LR ou Macron, c'est kif-kif : l'aveu de Christian Estrosi
Christian Estrosi vient de lâcher une petite bombe sur cette plaine morose qu’est la droite française. « Pour ne pas gâcher tous les talents de la droite, passons un accord avec Emmanuel Macron pour qu’il soit notre candidat commun à la présidentielle et que ceux-ci puissent participer au redressement de notre pays », lance le maire Les Républicains de Nice dans Le Figaro, ce mardi 1er septembre. Estrosi le dit sans détour, il ne voit aucun présidentiable crédible dans son camp en vue de 2022 : « Il existe beaucoup de talents chez nous mais, soyons honnêtes, aucun d’entre nous ne s’impose pour concourir à la présidentielle. » Sympathique pour Xavier Bertrand, Valérie Pécresse et Bruno Retailleau, candidats plus ou moins déclarés, ou encore François Baroin, qui laisse planer un savant mystère sur ses intentions.
Derrière les déclarations de Christian Estrosi, il faut évidemment lire une offre de service entre les lignes. Le maire de Nice, réélu avec le double soutien de LR et de La République en marche, s’est régulièrement présenté comme Macron-compatible. Et son comparse Renaud Muselier, qui lui a succédé à la tête de la région PACA, est lui aussi en bons termes avec l’Elysée, ce qui laisse augurer d’une possible alliance aux élections régionales de 2021.

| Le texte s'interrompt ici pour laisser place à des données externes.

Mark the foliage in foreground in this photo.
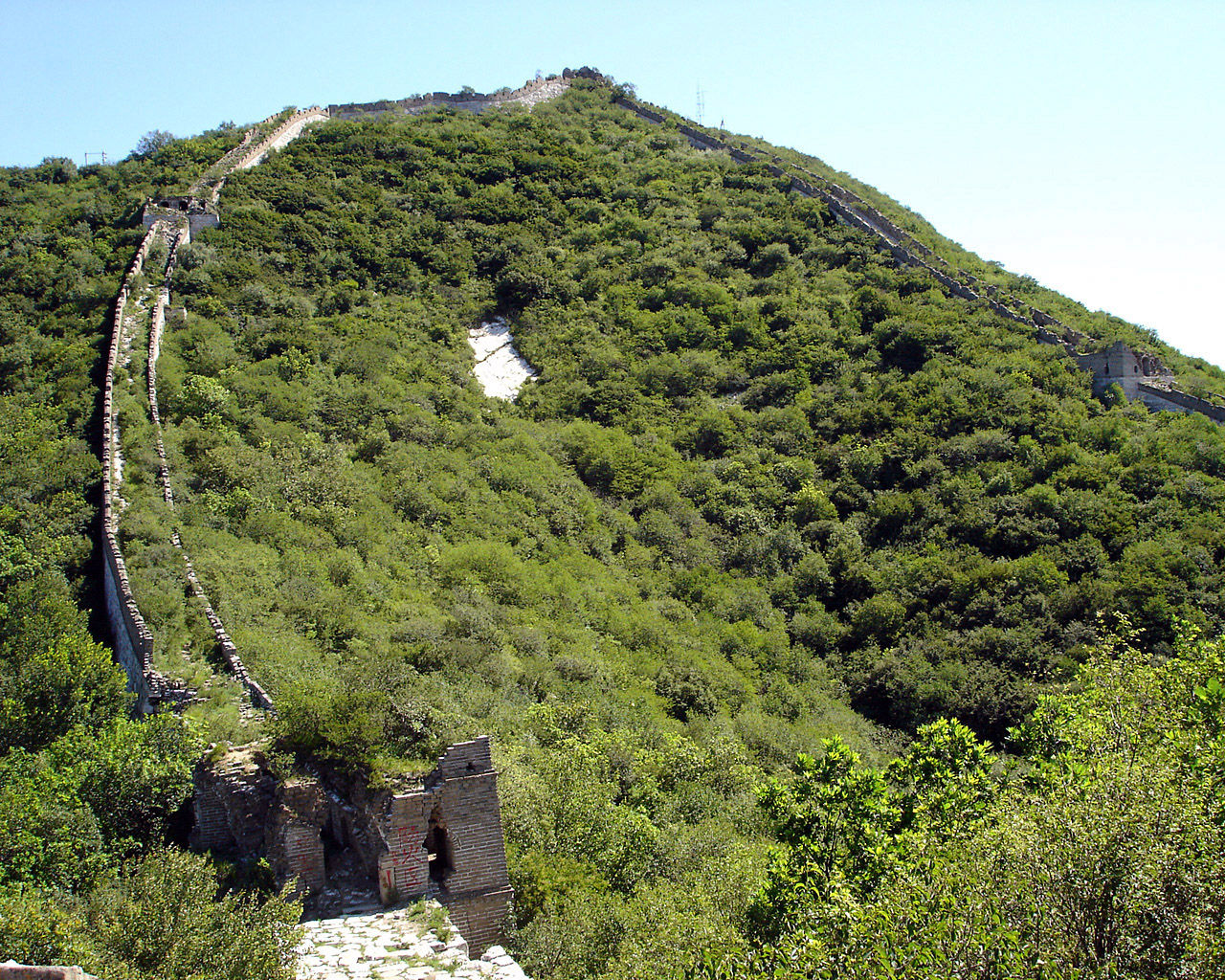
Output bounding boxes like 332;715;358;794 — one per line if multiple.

"Le sujet, ce n'est pas qui sera candidat. C'est ce qui nous distingue de Le Pen et Macron", s'agace un cadre LR.
Mais au-delà des raisons politiciennes, Christian Estrosi appuie à l’endroit où LR a mal : en quoi le parti ferait-il mieux que Macron aux yeux des sympathisants de droite ? « Estrosi veut se positionner comme une passerelle et il dit ce que pensent beaucoup de cadres et élus locaux de droite », juge un transfuge de LR passé en Macronie. Quant aux électeurs, beaucoup ont déjà franchi le Rubicon en votant LREM, comme on l’a vu aux législatives de 2017 puis aux européennes de 2019. Alors que LR ne sait même pas comment désigner son champion pour 2022, un cadre du parti s'agace : « Le sujet, ce n’est pas qui sera candidat. C’est ce qui nous distingue de Le Pen et Macron, la question de la plus-value. »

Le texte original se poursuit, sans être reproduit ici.